Mas... quem foi ele,
sem os excessos cometidos tanto por seus fidelíssimos seguidores, e portanto
defensores, quanto por seus inimigos acérrimos, ferozes detratores? O único
jeito é darmos crédito a uns ou a outros. Ou a tirarmos uma “média” do que
escreveram os que o defenderam e os que o atacaram. Não há outra maneira. Observe-se que detalhes sobre a vida de
Sócrates derivam de três fontes contemporâneas dele: os diálogos de Platão
e de Xenofonte (ambos seus discípulos) e
as peças de Aristófanes.
Certamente, outros
tantos escreveram sobre ele, defendendo-o ou atacando-o. Mas quem foram eles?
Se existiram (e creio que sim), seus textos se perderam no tempo e não chegaram
até nós. Ademais, não há evidências de que Sócrates tenha, ele mesmo, publicado
alguma obra. Provavelmente não publicou. Alguns autores defendem que ele não
deixou nada escrito pois, além de na sua época a transmissão do saber ser
feita, essencialmente, pela via oral, ele assumia-se como alguém que “sabe que
nada sabe”. Assim, para Sócrates, a escrita fecharia o conhecimento, deixando-o
de forma acabada, amarrando o seu autor ao estrito contexto de afirmações
inamovíveis. Se essas afirmações contemplassem o erro, a escrita não só o
perpetuaria como garantiria sua transmissão.
A imagem que o
dramaturgo ateniense, Aristófanes, traça do mítico filósofo é feroz e
implacavelmente negativa. É certo que seu objetivo era o de fazer humor.

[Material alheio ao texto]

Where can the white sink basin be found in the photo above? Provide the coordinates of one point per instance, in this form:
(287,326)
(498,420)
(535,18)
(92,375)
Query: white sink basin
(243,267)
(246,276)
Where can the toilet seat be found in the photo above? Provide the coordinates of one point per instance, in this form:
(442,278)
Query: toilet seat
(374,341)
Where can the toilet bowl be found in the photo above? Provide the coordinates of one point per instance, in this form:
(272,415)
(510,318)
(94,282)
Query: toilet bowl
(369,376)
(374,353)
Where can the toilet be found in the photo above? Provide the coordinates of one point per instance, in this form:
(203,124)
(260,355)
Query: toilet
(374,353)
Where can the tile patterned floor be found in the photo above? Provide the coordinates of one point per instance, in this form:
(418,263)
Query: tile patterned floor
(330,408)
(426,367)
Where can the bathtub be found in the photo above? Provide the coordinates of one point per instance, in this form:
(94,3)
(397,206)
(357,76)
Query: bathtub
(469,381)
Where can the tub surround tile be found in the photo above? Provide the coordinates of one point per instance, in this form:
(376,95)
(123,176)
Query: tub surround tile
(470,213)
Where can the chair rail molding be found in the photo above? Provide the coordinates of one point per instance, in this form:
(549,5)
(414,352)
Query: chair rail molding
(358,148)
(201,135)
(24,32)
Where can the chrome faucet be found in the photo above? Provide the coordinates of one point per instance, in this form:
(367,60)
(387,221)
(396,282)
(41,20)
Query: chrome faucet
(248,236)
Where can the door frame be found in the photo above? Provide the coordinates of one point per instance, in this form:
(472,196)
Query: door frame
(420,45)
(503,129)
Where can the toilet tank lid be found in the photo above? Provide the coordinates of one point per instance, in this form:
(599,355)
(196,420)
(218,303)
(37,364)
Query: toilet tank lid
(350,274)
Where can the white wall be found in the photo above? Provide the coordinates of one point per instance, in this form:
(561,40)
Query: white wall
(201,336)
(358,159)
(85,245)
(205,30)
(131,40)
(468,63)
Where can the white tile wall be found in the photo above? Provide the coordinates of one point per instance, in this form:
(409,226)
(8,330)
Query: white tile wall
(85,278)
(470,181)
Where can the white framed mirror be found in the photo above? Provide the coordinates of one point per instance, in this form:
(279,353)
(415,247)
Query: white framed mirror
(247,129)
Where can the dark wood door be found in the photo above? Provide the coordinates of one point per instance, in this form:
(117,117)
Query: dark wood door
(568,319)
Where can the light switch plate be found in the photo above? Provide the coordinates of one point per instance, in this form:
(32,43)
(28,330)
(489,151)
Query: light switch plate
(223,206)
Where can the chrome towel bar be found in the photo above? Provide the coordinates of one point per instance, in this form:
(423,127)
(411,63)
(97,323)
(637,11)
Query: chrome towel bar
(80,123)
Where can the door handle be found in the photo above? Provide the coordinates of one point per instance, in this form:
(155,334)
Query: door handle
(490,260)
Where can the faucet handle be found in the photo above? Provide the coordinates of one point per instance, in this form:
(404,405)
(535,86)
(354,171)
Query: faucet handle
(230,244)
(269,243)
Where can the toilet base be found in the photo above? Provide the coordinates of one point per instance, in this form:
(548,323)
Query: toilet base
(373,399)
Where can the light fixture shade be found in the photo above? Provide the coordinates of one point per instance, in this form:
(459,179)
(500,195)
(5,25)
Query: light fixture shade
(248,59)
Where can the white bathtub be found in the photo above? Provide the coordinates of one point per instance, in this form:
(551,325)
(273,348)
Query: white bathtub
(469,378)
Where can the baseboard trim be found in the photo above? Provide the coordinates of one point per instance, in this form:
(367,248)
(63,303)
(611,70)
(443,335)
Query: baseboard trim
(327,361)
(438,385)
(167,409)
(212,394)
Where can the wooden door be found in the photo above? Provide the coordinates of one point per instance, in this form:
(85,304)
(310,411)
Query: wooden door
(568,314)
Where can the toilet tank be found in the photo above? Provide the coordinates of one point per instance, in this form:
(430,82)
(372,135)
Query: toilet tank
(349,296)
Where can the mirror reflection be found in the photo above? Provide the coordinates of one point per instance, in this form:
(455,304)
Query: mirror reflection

Todavia, o que conseguiu traçar, em vez de um perfil, mesmo que aproximado, de
seu desafeto, foi uma caricatura inverossímil e ostensivamente maldosa. Não dá,
portanto, para levá-lo a sério. Nenhum imbecil maluco, como Aristófanes
caricatura Sócrates, arrebanharia, por exemplo, tantos, tão ilustres e tão
respeitáveis discípulos como ele o fez. É verdade que o comportamento do
filósofo era, para dizer o mínimo, “exótico”, o que Platão e Xenofonte até
admitem. Por exemplo, ele andava descalço, com o peito nu e vestindo andrajos,
que o faziam parecer um mendigo. Além do que, detestava tomar banho.
Aristófanes pintou-o como um sujeito amalucado, desses chatos que abordam
estranhos nos momentos mais inoportunos, bombardeando-os com perguntas absurdas
e incabíveis.
Escreveu, ainda, que em
certas ocasiões, Sócrates parava o que quer que estivesse fazendo, ficando
imóvel por horas, meditando sobre algum problema. Platão também cita isso, mas
considera essa uma característica positiva de seu mestre. Narra, inclusive, em
um de seus diálogos, que certa vez seu mestre fez isso descalço sobre a neve, o
que, no seu entender, demonstrava o
caráter de autodisciplina de seu mentor. Aristófanes zombou do filósofo,
sobretudo na peça “As nuvens”, ao narrar: “Quando Sócrates observava a lua para
estudar o curso e as evoluções dela, no momento em que ele olhava de boca
aberta para o céu, do alto do teto uma lagartixa noturna, dessas pintadas, defecou
na boca dele”. E o tonto achava que essa citação escatológica era engraçada.
Talvez o fosse para imbecis, como ele.
Em outra narrativa,
Aristófanes descreve Sócrates pendurado numa cesta, observando os ares e
contemplando o sol. E diz que o filósofo justificou isso “pela necessidade de
elevar seu espírito e elevar seu pensamento sutil com o ar igualmente sutil”.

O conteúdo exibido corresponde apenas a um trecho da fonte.